Applicants would have to get at least 30 points, as judged by their highest educational qualification, age, ability at English, future salary, investments and achievements.
The new act would try to reduce the number of legal immigrants to the U.S. to 50,000 a year.
Tim Breene, CEO of World Relief said: "We're pro-security, pro-economy, pro-family. This bill, however, significantly undermines the value that immigrants bring to the U.S. economy, hinders the reunification of families in the United States and limits the U.S. response to the global refugee crisis the largest humanitarian crisis of our time for years to come."
World Relief stated that if the RAISE Act is passed it would hinder the charity's work in helping those fleeing violence and persecution.
Nearly 70 per cent of the refugee resettlement work of World Relief is in reuniting families which has welcomed over 250,000 refugees since its inception.

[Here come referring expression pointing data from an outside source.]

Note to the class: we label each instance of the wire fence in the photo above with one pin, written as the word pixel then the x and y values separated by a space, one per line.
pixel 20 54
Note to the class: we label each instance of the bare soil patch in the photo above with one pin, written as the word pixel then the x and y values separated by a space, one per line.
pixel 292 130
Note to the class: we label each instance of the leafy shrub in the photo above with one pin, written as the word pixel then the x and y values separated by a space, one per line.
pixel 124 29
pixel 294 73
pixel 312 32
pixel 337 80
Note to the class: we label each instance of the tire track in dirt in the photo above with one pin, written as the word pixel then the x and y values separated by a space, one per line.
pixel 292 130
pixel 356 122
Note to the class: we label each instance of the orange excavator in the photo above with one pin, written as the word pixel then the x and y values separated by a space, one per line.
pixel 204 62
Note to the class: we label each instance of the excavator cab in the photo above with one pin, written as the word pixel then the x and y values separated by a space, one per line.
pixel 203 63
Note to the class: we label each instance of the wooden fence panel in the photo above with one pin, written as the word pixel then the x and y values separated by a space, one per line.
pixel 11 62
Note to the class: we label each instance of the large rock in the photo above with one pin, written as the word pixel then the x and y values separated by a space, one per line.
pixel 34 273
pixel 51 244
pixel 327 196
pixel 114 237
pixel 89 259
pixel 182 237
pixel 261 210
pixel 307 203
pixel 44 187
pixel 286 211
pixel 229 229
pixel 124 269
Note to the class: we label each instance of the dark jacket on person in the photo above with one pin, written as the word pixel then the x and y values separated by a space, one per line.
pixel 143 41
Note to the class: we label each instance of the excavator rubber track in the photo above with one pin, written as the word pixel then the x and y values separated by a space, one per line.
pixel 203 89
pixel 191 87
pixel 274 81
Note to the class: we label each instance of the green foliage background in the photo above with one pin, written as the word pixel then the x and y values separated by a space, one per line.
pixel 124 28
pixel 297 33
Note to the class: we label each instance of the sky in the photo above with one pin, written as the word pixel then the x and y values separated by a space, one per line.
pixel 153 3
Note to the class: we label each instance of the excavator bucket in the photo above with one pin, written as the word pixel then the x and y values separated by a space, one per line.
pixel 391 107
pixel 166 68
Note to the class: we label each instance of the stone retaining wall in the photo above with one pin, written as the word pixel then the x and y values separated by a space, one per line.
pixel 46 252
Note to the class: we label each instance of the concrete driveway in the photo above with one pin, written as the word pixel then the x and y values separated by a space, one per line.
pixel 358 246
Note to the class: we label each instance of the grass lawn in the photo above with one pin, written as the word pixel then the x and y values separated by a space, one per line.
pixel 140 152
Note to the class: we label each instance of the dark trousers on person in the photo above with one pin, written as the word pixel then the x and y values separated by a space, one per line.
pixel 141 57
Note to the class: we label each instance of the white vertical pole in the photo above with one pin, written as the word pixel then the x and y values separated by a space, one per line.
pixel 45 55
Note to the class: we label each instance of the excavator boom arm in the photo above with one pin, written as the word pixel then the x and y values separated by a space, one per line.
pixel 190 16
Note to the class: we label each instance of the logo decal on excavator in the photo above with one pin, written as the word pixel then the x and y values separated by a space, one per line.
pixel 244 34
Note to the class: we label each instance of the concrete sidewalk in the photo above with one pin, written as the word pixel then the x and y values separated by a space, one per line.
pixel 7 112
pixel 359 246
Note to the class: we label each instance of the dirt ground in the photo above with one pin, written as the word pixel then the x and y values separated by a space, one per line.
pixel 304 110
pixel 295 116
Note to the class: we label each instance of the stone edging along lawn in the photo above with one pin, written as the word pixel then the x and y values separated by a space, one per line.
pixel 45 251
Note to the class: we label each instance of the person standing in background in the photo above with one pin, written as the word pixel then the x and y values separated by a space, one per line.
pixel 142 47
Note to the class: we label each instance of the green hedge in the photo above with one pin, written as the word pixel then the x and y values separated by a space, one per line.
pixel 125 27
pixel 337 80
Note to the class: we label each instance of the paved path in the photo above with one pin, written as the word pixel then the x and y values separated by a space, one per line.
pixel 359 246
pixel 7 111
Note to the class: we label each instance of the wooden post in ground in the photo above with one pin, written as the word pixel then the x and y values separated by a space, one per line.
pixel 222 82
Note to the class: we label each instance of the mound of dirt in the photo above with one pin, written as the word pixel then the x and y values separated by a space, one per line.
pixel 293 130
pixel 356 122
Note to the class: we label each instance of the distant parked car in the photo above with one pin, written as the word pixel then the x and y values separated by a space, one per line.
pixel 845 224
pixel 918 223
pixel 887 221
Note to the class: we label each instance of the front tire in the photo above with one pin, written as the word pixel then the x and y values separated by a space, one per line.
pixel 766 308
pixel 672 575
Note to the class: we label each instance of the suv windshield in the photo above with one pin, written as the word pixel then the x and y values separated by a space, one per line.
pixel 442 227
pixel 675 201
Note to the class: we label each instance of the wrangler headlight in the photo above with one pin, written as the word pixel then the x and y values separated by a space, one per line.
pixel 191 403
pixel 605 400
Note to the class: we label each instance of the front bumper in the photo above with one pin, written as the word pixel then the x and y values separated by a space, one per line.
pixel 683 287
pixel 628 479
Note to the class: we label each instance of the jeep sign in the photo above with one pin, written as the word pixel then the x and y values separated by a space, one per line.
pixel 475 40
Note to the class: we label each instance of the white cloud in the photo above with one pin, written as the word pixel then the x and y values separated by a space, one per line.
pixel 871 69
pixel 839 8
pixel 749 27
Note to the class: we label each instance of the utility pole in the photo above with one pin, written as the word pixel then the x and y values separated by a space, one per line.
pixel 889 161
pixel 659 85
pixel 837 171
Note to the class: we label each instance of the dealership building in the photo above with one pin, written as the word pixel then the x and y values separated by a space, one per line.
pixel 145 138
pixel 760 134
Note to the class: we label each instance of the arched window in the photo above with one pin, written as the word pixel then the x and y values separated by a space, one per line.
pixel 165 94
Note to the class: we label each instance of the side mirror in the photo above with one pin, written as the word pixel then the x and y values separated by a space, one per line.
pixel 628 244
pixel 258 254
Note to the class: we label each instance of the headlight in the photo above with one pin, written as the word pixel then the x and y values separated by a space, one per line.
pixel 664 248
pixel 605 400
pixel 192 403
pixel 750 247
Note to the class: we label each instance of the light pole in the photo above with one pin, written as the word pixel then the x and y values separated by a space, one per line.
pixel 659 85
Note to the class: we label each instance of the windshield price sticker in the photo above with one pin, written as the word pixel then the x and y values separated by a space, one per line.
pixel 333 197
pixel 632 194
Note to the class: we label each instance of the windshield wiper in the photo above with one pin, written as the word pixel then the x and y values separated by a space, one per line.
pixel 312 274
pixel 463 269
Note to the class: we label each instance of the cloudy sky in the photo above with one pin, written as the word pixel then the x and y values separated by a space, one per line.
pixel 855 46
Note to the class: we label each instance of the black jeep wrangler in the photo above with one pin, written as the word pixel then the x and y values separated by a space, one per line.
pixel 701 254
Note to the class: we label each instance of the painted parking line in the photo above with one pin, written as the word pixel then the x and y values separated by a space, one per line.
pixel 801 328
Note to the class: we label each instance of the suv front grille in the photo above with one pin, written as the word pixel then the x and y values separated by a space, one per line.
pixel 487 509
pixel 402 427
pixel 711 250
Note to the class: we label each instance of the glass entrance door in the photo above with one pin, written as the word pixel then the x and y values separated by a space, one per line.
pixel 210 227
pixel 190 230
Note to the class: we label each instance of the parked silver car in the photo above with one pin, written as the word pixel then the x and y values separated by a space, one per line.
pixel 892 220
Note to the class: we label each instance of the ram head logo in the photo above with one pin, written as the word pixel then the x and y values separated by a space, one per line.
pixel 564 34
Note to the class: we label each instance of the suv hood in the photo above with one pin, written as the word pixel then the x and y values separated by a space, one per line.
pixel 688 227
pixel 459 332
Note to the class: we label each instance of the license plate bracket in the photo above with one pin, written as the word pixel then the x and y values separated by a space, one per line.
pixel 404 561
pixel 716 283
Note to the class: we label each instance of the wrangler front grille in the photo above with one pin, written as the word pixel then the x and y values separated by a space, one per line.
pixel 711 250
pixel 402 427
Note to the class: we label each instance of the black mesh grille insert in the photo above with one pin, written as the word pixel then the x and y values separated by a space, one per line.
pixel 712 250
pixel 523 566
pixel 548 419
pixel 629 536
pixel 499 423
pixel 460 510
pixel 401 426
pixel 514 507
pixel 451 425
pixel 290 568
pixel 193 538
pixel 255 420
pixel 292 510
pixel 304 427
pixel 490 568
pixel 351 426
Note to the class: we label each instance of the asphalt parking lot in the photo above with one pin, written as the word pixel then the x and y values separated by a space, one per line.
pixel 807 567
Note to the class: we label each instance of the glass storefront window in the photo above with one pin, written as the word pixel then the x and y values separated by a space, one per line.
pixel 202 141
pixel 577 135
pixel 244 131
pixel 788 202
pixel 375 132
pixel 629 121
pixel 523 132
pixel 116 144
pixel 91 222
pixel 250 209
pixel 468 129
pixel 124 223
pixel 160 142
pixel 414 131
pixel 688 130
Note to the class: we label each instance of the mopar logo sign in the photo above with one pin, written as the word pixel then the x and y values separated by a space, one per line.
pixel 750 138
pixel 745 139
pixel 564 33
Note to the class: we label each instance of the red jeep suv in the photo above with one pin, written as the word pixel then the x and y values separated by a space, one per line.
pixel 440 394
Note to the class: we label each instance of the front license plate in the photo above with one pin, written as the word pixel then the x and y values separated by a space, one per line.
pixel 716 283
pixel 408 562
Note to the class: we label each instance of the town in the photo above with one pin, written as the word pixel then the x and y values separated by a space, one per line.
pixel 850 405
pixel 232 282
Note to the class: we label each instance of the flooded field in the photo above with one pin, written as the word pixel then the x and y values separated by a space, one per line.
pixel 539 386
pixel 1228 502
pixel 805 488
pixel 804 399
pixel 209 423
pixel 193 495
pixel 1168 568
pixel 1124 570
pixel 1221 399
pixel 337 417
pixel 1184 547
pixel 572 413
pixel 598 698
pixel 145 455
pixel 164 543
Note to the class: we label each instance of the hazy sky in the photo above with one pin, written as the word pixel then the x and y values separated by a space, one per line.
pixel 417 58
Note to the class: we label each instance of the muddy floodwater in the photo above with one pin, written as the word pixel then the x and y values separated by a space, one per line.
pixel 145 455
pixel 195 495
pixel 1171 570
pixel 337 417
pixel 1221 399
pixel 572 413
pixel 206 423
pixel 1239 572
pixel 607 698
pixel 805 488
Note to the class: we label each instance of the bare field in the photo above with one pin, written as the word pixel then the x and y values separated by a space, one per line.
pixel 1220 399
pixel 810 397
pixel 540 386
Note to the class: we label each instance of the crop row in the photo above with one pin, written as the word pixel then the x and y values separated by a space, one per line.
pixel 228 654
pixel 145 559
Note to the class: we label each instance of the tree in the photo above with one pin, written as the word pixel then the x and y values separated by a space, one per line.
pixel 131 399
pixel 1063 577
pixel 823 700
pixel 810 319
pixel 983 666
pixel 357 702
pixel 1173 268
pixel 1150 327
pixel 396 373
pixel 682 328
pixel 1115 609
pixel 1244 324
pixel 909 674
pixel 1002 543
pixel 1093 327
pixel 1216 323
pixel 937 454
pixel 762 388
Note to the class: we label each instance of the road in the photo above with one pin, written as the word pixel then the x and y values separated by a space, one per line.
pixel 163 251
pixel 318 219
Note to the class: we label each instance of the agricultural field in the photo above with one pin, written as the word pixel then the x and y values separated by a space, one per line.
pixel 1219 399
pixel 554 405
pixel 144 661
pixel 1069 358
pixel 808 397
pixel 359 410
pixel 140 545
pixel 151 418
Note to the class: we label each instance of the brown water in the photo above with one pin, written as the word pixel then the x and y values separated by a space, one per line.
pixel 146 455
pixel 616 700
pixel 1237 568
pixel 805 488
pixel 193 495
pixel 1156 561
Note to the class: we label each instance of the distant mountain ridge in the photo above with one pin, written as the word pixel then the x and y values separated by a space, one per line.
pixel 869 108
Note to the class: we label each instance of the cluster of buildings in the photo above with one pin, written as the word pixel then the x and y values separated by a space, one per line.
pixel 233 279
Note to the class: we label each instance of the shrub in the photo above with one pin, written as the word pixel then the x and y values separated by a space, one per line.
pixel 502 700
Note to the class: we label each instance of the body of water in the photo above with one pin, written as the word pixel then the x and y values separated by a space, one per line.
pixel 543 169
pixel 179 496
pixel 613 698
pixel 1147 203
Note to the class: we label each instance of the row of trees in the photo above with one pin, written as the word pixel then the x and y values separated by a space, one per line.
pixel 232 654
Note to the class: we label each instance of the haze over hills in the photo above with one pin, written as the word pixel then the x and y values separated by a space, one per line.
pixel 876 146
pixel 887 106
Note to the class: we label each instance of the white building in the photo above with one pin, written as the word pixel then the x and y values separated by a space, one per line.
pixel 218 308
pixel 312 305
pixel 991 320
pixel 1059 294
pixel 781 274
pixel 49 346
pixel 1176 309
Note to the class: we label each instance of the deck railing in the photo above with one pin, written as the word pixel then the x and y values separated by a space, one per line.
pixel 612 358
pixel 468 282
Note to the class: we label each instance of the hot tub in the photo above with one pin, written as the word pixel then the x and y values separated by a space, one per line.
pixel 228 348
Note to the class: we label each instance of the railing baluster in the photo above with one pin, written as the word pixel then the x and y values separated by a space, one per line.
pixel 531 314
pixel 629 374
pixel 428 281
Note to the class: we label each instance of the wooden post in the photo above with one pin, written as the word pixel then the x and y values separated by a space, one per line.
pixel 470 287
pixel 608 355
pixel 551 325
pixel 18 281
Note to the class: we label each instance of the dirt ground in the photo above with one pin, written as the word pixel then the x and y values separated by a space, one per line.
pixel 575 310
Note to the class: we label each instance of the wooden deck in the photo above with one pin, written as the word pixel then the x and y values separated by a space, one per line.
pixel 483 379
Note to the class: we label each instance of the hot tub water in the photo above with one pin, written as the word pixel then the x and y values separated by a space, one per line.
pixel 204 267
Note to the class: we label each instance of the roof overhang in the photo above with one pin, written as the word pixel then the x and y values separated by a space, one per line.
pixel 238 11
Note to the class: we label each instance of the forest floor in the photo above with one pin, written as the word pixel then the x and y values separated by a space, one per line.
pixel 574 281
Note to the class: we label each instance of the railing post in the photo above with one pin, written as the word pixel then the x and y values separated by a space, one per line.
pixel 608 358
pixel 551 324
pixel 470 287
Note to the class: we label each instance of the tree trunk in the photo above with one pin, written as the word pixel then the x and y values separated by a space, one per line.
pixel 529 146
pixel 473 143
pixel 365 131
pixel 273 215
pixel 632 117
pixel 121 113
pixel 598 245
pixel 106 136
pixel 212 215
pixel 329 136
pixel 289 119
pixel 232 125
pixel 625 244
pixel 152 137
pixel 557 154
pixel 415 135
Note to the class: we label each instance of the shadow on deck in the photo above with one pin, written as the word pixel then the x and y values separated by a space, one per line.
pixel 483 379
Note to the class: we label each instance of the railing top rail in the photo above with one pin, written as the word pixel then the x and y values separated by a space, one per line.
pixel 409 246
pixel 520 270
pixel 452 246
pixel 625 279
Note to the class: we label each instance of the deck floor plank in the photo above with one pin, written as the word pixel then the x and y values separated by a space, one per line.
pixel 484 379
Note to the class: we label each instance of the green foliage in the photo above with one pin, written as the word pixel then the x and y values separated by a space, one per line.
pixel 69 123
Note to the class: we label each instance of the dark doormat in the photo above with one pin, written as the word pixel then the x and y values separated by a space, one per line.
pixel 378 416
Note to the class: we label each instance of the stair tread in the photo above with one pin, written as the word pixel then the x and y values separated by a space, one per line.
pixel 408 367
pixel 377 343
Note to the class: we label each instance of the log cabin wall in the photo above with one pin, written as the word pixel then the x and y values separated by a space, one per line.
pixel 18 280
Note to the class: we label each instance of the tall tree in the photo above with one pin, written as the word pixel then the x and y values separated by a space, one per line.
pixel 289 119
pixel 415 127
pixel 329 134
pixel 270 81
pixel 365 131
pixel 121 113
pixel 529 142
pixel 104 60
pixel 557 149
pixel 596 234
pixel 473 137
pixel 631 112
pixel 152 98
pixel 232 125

Breene added that a U.S. immigration revamp is needed but not in the form of the RAISE Act.
He said: "We support bipartisan efforts to reform the broken immigration system that goes beyond border protection alone and addresses the current problems of our immigration system, by looking at root causes of immigration, developing workable solutions and providing dignified relief to the millions of immigrants who are contributing to our communities."
Scott Arbeiter, President of World Relief said: "When a nation of immigrants and refugees forsakes its past, it gives up its future. We cannot lose the heart of compassion that gave so many of our own grandparents hope and refuge."